3.1.Translating & Starting a Program

\(3.1.\)Translating & Starting a Program

1.A complex example

  When we are going to translate the program, we should follow the following process:

  1. Need to decide on what variables go in what registers

  2. Need to determine which registers we need to save on function entry (the function preamble/prolog)

    1. Decrement the stack
    2. Save all the callee saved registers we will use
    3. Save ra or any other caller saved registers we need to live across calls to other functions
  3. Translate the code itself

  4. Restore all the registers necessary (the function postamble/epilog)

    1. Restore the callee saved registers we used
    2. Restore ra
    3. Increment the stack
  5. Return using jr

  There are some points in the process:

  • Return null:
1
2
li a0 0
j postamble
  • When calling function, we can use the call pseudo-instruction for jal ra (location). For example, call malloc.

2.Interpretation

  • Interpreter directly executes a program in the source language.

  • Since interpreter is closer to high-level, it can give better error messages during interpreting.

  • Because the interpreter executes intermediate representations rather than direct machine code, the same source code can be run from one machine to another without modification of the source code.

3.Calling chain

4.Compilation

  \(a.\)Concepts

  The compiler transforms the C program into an assembly language program, a symbolic form of what the machine understands. High-level language programs take many fewer lines of code than assembly language, so programmer productivity is much higher.

  \(b.\)Assembler

  • The assembler converts the assembly language instruction into machine language. It turns the assembly language program into an object file, which is a combination of machine language instructions, data, and information needed to place instructions properly in memory.
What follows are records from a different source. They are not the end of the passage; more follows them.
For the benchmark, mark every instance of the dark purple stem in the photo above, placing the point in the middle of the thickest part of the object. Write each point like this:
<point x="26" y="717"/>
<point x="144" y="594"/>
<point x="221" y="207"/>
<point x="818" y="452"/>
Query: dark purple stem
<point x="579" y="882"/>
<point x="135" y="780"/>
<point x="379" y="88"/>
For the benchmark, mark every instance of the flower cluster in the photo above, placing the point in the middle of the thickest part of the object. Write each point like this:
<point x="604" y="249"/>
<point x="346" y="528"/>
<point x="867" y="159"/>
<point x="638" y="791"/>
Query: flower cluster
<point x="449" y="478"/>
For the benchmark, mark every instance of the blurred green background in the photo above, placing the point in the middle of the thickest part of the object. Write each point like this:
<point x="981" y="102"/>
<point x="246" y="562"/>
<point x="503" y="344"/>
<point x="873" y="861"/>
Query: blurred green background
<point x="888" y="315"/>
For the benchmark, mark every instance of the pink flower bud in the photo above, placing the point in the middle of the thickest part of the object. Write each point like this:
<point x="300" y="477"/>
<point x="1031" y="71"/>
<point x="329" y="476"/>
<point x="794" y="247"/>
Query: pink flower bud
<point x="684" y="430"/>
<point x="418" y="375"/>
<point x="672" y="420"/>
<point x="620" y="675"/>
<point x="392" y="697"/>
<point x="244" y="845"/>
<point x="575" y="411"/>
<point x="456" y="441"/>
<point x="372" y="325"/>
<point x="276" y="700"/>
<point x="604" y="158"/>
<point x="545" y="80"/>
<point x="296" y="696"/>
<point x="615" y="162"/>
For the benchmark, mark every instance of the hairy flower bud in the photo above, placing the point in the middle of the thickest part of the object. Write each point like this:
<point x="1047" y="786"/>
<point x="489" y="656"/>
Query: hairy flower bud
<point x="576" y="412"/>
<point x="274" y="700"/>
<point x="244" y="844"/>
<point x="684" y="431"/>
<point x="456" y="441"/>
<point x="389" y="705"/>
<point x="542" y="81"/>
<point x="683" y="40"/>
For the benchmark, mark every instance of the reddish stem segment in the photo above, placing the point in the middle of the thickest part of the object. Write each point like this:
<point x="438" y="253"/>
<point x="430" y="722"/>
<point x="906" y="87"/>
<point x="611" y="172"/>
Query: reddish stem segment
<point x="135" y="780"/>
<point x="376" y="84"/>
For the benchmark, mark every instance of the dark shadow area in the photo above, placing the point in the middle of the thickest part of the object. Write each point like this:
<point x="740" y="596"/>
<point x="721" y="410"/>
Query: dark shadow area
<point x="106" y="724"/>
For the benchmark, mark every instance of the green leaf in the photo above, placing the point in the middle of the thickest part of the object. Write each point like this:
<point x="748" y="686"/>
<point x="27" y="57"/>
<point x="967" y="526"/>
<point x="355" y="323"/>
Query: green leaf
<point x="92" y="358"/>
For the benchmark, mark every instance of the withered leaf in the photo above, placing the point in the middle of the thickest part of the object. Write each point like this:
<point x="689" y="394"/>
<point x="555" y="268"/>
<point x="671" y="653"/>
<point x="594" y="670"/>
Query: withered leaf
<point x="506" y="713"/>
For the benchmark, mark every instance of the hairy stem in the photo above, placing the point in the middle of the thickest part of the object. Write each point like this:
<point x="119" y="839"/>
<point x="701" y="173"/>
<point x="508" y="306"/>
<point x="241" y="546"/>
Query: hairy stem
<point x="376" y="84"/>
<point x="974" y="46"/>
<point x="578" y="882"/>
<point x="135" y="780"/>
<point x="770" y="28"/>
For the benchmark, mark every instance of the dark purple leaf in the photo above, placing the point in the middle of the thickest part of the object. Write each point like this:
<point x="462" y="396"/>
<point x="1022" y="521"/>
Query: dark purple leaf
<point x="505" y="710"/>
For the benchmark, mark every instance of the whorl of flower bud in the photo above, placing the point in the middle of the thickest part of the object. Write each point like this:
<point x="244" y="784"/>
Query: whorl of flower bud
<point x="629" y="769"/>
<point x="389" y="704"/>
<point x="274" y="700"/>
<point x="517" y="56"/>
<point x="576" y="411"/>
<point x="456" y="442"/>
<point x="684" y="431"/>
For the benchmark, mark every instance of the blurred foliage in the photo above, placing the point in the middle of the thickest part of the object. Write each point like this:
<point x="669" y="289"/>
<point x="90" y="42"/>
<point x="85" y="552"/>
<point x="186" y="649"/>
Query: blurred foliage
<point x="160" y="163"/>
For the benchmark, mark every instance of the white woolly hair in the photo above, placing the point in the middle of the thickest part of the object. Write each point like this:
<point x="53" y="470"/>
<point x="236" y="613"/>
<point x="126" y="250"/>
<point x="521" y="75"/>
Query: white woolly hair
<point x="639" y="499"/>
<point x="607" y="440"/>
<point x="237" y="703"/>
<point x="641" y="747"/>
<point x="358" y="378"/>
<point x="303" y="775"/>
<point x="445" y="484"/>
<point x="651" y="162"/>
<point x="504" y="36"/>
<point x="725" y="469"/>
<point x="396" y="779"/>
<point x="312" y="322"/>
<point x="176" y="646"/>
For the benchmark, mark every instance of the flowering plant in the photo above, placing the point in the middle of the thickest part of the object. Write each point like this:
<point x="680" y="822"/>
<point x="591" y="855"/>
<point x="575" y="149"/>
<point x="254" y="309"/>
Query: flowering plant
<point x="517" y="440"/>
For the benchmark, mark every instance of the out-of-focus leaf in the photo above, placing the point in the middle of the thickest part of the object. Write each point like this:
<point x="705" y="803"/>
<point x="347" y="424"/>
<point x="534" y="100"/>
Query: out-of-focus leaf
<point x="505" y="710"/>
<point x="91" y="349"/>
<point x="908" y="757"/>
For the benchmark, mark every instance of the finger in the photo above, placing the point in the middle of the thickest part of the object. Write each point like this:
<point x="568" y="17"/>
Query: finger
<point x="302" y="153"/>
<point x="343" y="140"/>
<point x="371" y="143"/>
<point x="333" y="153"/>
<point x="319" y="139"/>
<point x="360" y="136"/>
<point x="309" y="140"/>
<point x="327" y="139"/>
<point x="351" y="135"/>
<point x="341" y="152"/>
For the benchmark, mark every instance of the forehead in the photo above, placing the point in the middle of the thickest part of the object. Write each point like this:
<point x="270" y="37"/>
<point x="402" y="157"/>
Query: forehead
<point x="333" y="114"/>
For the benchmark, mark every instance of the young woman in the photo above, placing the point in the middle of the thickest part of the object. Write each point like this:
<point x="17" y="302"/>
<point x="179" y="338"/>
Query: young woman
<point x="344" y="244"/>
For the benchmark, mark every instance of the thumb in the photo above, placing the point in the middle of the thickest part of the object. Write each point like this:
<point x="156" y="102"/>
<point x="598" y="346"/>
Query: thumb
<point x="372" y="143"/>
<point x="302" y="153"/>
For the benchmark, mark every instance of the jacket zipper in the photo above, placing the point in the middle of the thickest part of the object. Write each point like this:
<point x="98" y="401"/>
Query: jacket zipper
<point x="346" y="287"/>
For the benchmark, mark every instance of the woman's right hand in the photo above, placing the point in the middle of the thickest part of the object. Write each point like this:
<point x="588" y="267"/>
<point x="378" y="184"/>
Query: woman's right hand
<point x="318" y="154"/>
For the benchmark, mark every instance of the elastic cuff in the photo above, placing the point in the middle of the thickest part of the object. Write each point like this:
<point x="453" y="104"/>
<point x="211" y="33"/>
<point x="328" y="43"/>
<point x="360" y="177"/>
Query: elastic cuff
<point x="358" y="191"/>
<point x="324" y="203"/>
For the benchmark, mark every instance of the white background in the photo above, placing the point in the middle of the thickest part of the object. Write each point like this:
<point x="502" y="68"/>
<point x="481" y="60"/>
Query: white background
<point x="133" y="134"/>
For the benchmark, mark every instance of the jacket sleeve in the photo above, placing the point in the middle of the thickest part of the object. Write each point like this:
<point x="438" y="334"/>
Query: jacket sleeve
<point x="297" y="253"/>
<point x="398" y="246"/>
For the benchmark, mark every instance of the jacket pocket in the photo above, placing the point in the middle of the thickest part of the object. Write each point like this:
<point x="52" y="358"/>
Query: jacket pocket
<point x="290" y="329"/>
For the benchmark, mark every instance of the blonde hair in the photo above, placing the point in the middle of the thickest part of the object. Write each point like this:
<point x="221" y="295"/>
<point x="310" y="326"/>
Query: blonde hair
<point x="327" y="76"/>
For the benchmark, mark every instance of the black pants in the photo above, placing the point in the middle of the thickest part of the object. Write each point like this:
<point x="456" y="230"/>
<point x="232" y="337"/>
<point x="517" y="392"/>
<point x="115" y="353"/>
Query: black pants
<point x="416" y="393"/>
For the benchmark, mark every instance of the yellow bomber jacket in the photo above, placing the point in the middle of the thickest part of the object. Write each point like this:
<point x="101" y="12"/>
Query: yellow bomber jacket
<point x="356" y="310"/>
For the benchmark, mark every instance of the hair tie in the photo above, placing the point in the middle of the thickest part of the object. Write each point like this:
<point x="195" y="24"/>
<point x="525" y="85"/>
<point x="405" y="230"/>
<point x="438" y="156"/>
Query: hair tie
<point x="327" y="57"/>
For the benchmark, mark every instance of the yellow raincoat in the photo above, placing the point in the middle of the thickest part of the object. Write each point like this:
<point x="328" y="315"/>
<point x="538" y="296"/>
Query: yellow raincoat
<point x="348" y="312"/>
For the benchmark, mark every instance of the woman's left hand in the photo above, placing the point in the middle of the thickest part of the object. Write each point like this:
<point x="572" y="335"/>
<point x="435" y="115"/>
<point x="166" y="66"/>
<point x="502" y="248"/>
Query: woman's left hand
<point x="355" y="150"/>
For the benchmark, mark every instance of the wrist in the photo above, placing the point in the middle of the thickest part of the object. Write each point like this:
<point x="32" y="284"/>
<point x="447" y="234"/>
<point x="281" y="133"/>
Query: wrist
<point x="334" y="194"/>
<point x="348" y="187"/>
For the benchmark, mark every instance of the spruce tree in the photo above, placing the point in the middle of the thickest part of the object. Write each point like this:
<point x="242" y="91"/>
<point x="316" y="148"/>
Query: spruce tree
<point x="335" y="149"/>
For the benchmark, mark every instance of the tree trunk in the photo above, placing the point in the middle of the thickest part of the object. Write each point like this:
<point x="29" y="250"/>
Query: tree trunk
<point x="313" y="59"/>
  • Assembler will also accept numbers in a variety of bases.

  To produce the binary version of each instruction in the assembly language program, the assembler must determine the address corresponding to all labels. This is done by a symbol table.

  • The object file for UNIX mainly consists of:

    • The object file header describes the size and position of the other pieces of the object file.

    • The text segment contains the machine language code.

    • The static data segment contains data allocated for the life of the program.

    • The relocation information identifies instructions and data words that depend on absolute addresses when the program is loaded into memory.

    • The symbol table contains the remaining labels that are not defined, such as external references.

      • Use dummy "placeholders" for unresolved absolute and external references.
    • The debugging information contains a concise description of how the modules were compiled.


\(p.s.\) The auipc instruction adds an immediate number to the current PC value. This means that the generated address is relative to the current instruction. It add an offset to the PC (upper 20 bits to the left of the instant number by 12 bits), and use addi to load the lower 12 bits.

lui instructions are used to generate absolute addresses, which are fixed addresses of data in memory. This approach works for memory addresses that do not move. It loads an instant number to the upper 20 bits of the register.

  \(c.\)Linker

  Linker is used for compiling and assembling each procedure independently, so that a change to one line would require resolving only one procedure. It's a system that combines independently assembled machine language programs and resolves all undefined labels into an executable file.

  There are three steps for the linker:

  1. Place code and data modules symbolically in memory.
  2. Determine the addresses of data and instruction labels.
  3. Patch both the internal and external references.

  The linker uses the relocation information and symbol table in each object module to resolve all undefined labels.

  • For each entry in the relocation table, it replaces it with the actual address for the symbol table of the item we are linking to.

  If all external references are resolved, the linker next determines the memory locations each module will occupy. Since the files were assembled in isolation, the assembler couldn't know where a module's instructions and data would be placed relative to other modules. So when the linker places a module in memory, all absolute references, that is, memory addresses that are not relative to a register, must be relocated to reflect its true location.

  \(d.\)Type of addressing

  \(e.\)Loader

5.Dynamically linked libraries

  In tradition, before the program is run, the library has been linked. Although this static approach is the fastest way to call library routines,it has a few disadvantages:

  1. The library routines become part of the executable code. If a new version of the library is released, the statically linked program keeps using the old version.

  2. It loads all routines in the library that are called anywhere in the executable, even if those calls are not executed.

  A replacement of it is called dynamically linked libraries, where the library routines are not linked and loaded until the program is run.

  1. The first time the library routine is called, the program calls the dummy entry and follows the indirect branch, which points to a piece of code.

  2. The code puts a number in a register to identify the desired library routine.

  3. Then it branches to the dynamic linker/loader.

  4. The linker/loader finds the wanted routine, remaps it into the memory, and changes the address in the indirect branch location to point to that routine. Then it branches to it.

The dynamic linker loads the library function into memory on the first call and updates the indirect branch address. In this way, if the following call to the library function, the program can directly jump to the correct memory address, avoid repeated symbol parsing and address calculation, which improves the efficiency of the program.

  1. When the routine completes, it returns to the original calling site.